Dans le cadre de la décision de la Cour suprême, l’écolière risque d’être transférée dans une autre forme d’éducation

Région de Moscou

Le 17 mai 2017, E. Mikhalevskaya, directrice de l’école du village de Tomilino (région de Moscou), en présence du psychologue scolaire et du chef de la sécurité, a officiellement remis aux parents d’un élève de 8 ans un document dans lequel, se référant à la décision de la Cour suprême contre les Témoins de Jéhovah, Elle a notifié l’interdiction de « toutes les actions qui ne sont pas liées au processus éducatif » dans l’enceinte de l’école. « Si nous constatons une violation de cette interdiction, prévient le directeur, nous serons obligés de signaler la violation à la police, au ministère de l’Éducation, et de soulever la question du transfert de l’élève vers une autre forme d’enseignement. » En réponse aux questions des parents, la directrice a précisé qu’elle connaissait la religion de la famille.

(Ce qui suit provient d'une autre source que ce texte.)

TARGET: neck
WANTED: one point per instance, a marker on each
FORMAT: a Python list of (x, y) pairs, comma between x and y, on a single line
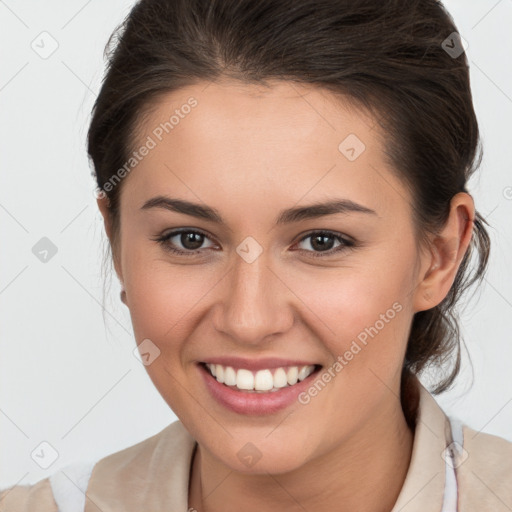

La jeune fille a chanté des chants des Témoins de Jéhovah et a également parlé de Dieu avec un camarade de classe.

Après la décision de la Cour suprême , ce n’est pas le premier cas de pression sur des écoliers, des incidents ont eu lieu dans les régions de Bachkortostan, Rostov et Kirov. Selon la législation en vigueur en Russie, les parents ont un droit préférentiel à l’éducation et à l’éducation de leurs enfants par rapport à toute autre personne. Le Code de la famille impose aux parents le devoir de veiller au « développement spirituel et moral de leurs enfants ».